Issue (i): Whether the addition made as unexplained cash credit under section 68 was justified on the facts.
Analysis: The assessee produced material to show the lender's identity, the banking trail, PAN, return of income and loan confirmation. The remand report also accepted that the assessee had received loan from the director, and there was no reliable basis to reject the claim merely because some further document was considered irrelevant.
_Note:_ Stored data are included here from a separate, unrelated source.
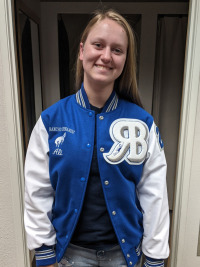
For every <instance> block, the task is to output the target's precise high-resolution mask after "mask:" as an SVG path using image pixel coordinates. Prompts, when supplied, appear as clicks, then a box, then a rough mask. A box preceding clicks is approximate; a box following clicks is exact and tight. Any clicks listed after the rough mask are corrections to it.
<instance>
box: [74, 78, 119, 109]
mask: <svg viewBox="0 0 200 267" xmlns="http://www.w3.org/2000/svg"><path fill="white" fill-rule="evenodd" d="M76 101H77V103H78V104H79V105H80V106H82V107H83V108H86V109H90V103H89V100H88V97H87V94H86V92H85V89H84V86H83V83H82V85H81V89H80V90H79V91H78V92H77V93H76ZM117 105H118V96H117V94H116V92H115V91H114V90H113V91H112V94H111V95H110V97H109V98H108V100H107V101H106V104H105V106H104V107H103V110H102V113H104V112H109V111H112V110H115V109H116V108H117Z"/></svg>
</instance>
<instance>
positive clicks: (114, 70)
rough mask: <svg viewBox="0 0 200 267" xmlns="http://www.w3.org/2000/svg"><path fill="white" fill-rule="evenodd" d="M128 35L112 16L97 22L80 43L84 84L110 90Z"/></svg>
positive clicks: (125, 58) (115, 76)
mask: <svg viewBox="0 0 200 267" xmlns="http://www.w3.org/2000/svg"><path fill="white" fill-rule="evenodd" d="M127 46H128V38H127V35H126V32H125V30H124V28H123V27H122V26H120V25H119V24H118V23H117V22H115V21H113V20H111V19H107V18H106V19H104V20H101V21H99V22H97V23H96V24H95V25H94V26H93V27H92V28H91V30H90V32H89V34H88V37H87V39H86V41H85V43H84V44H83V43H81V44H80V60H81V61H82V63H83V69H84V86H85V87H86V86H90V87H91V86H92V87H94V85H95V84H96V85H98V87H99V86H101V87H102V88H103V87H106V88H108V87H109V88H110V89H111V90H112V89H113V86H114V81H115V80H116V79H117V78H118V77H119V76H120V74H121V73H122V71H123V68H124V64H125V61H126V54H127Z"/></svg>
Once the assessee discharged the burden regarding identity, genuineness and creditworthiness, the addition could not survive.
Conclusion: The addition under section 68 was deleted in favour of the assessee.
Issue (ii): Whether the ad hoc disallowance of vehicle, salary and purchase expenses could be sustained.
Analysis: The disallowances were made or sustained without cogent reasoning and were linked to a comparison with business loss. A claim for business expenditure must be tested from the standpoint of commercial expediency and the businessman's judgment, and not by an ad hoc approach unsupported by reasons. The authorities did not justify the disallowance on any concrete material.
Conclusion: The ad hoc disallowances of vehicle, salary and purchase expenses were deleted in favour of the assessee.
Final Conclusion: The appeal succeeded on the substantive grounds, the impugned additions were deleted, and the assessment was left without the disputed disallowances.
Ratio Decidendi: Once the assessee establishes the identity, genuineness and creditworthiness relating to a cash credit, and the revenue record itself supports the receipt, an addition under section 68 cannot be sustained; similarly, business expenditure cannot be disallowed on an ad hoc basis without cogent reasons, and commercial expediency must be judged from the businessman's perspective.